The Ancient wrinkled his lips. Corylus hoped that was a grin and returned to watching the Minoi.
The golden-furred wizard knew what he was doing. At any rate, he knew better than Corylus knew to direct him. The giant eel should be far behind them by now; and if not, it still wasn’t the most serious danger.
The Minoi were riding huge, three-headed vultures. They turned after they closed and for a time flew parallel to the ship, a furlong to either side. After a moment they drew ahead, demonstrating that their mounts were far swifter than the ship’s throbbing sails.
“Cousin?” said Corylus, though he was a little afraid to put his hope into words. “Have they decided to ignore us now that they see who we are?”
Before the sprite could answer, the Minoi drew their swords. The vultures banked, turning inward. Their powerful wings beat as, side by side, they drove toward the ship.
Corylus drew his sword also, but he didn’t expect it to be of any use. He wasn’t a sailor, but he could see the danger easily: the Minoi didn’t have to attack him. All they had to do was slash the sails and cause the ship to drop into the sea. The eel would finish their work, and even if it didn’t, Corylus would eventually starve.

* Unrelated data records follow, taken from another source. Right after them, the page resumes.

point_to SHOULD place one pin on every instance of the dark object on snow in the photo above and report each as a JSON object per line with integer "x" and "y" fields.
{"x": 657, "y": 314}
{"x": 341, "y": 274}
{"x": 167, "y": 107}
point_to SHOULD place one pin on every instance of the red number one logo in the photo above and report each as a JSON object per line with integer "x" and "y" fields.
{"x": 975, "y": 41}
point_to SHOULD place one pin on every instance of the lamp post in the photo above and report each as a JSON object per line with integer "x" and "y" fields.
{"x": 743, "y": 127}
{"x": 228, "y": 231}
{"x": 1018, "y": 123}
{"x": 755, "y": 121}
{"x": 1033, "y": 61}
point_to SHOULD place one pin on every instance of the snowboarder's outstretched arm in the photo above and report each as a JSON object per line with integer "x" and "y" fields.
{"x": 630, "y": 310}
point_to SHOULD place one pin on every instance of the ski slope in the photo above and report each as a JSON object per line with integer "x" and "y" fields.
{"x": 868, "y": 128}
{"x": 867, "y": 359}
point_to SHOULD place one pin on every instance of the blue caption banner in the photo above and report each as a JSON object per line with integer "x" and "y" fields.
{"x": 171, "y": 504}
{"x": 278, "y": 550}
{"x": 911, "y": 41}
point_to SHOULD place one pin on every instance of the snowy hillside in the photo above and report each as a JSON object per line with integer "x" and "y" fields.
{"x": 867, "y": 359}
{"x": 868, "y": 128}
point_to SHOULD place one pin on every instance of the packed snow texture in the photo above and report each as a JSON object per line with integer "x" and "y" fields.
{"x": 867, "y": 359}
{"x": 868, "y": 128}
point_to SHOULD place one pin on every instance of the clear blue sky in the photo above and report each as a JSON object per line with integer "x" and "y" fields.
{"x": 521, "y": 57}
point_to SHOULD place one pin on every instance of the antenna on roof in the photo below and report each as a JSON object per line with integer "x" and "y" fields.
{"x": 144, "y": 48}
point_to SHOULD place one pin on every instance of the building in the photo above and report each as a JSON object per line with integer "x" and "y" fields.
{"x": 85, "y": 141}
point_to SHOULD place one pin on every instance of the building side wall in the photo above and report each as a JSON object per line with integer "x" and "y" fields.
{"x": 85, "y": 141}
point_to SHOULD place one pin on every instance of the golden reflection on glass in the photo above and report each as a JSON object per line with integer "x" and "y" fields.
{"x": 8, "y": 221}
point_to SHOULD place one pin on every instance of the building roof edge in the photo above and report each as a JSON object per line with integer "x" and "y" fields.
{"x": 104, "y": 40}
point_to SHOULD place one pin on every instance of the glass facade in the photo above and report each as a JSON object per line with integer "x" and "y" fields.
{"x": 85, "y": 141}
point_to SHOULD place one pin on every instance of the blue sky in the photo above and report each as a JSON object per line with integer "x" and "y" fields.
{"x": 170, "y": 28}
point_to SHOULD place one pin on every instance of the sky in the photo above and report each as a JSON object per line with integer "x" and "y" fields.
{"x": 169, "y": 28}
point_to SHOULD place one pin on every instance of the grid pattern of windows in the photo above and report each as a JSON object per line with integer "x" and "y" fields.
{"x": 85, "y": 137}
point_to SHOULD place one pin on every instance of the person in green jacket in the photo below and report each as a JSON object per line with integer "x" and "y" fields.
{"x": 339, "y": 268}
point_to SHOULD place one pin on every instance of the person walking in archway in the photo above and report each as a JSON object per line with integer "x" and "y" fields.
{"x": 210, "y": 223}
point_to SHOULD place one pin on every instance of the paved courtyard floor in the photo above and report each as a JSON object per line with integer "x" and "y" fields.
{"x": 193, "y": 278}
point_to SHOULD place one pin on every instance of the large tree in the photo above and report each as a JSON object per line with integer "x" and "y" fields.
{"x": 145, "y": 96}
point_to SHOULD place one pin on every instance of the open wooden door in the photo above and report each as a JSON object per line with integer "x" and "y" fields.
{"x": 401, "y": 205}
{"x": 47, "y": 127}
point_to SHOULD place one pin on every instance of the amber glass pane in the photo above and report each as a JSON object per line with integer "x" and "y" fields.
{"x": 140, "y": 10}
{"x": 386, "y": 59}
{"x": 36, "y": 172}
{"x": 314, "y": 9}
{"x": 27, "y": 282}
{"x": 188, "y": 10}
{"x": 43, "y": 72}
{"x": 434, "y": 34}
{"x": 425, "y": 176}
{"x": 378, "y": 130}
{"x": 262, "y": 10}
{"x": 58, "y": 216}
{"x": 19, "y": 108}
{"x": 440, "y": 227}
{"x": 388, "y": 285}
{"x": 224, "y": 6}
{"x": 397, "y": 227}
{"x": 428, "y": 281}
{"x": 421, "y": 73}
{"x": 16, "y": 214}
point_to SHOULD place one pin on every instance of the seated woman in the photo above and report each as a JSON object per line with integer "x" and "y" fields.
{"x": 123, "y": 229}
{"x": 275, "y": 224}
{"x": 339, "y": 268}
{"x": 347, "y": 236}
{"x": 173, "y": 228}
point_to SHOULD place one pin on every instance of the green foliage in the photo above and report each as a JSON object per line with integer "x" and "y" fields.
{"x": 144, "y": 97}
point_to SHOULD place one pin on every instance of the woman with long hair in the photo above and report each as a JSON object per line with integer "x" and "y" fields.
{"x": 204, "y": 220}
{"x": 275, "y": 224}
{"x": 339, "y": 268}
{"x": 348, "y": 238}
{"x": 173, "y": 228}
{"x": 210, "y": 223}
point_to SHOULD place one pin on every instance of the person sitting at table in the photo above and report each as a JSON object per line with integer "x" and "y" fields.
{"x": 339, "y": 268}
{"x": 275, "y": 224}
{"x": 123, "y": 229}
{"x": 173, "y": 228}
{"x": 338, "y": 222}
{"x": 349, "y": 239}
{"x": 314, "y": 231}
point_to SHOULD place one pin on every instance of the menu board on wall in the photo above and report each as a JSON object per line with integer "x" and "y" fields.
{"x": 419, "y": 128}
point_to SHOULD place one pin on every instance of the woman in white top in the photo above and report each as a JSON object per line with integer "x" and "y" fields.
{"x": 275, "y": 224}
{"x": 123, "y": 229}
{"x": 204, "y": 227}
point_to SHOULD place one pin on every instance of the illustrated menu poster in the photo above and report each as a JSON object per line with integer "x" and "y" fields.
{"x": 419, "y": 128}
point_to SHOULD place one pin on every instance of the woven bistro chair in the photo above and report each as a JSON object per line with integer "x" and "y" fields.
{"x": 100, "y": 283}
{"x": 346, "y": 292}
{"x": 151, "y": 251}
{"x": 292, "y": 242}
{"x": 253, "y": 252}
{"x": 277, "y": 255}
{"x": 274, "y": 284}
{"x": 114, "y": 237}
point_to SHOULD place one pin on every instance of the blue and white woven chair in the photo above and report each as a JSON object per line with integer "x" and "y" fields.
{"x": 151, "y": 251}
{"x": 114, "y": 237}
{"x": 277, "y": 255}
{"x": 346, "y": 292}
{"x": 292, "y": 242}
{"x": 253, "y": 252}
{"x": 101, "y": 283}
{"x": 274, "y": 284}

The Ancient gave a savage, rasping howl, the same sound he had made in response to the men/wolves of the first island they had approached. Corylus didn’t look around. His concern was for his enemies; his allies—he hoped the Ancient was his ally—could take care of themselves for the time being.
The sea ahead lifted. For a moment, Corylus thought the eel or another like it had reached them after all; but this was water alone, rising in a spray of droplets.
It shuddered into an image of the Ancient, formed of the green sea and surrounded by a r
ainbow halo. It poised, hunching toward the Minoi. The vultures sheared off, but the simulacrum lunged forward, striding on the waves, and snatched one out of the air.
The image of water used its arms the way a praying mantis does, drawing its victim back to its pointed jaws. A huge black wing dropped away, its flight feathers quivering. The helmet flew in one direction and the rider’s legs and torso in the other.
The simulacrum flung the vulture’s body into the sea. The remaining bird was flying toward the rising sun. The thing of water pursued it for as far as Corylus could see.
The ship began to rise to its usual height. The sails had slowed their stroke, but they were picking up the rhythm again.
Corylus sheathed his sword. He turned and bowed as deeply as the breastplate allowed him to do.
“Thank you, master,” he said to the Ancient. “I am honored to be in the company of such a warrior as yourself.”
The ancient wizard’s tongue lolled. He laughed. This time the sound was as terrible as his shrieks of a moment before.
* * *
ALPHENA SNEEZED AND AWAKENED. I must have slept like the dead.
Uktena had lighted his pipe. Holding it between the thumb and forefinger of his left hand, he started up the ladder. Alphena saw brilliant white sparkles wherever his skin touched the wood.
“Uktena?” she called. She began to lace on her sandals; she had taken them off to sleep. “Wait a moment.”
The shaman did not pause, but he was moving with great deliberation. By the time he had flung the entrance mat aside and disappeared onto the surface, she was ready to follow.
Her hands and calves tingled when they touched the ladder. She swallowed, but it didn’t matter. It can’t matter. He’s my friend.
Black clouds filled the sky, seething like water at a rolling boil. Alphena expected thunder, but she heard none. The air on the ground was still. Dead still.
Uktena stalked toward Cascotan. The villagers were not in sight, but the three sages waited in front of the huts as they had on the previous day.
Alphena trotted to catch up. The copper axe head sparkled as her arms pumped, and the hair on her right arm stood up as though lightning had struck nearby.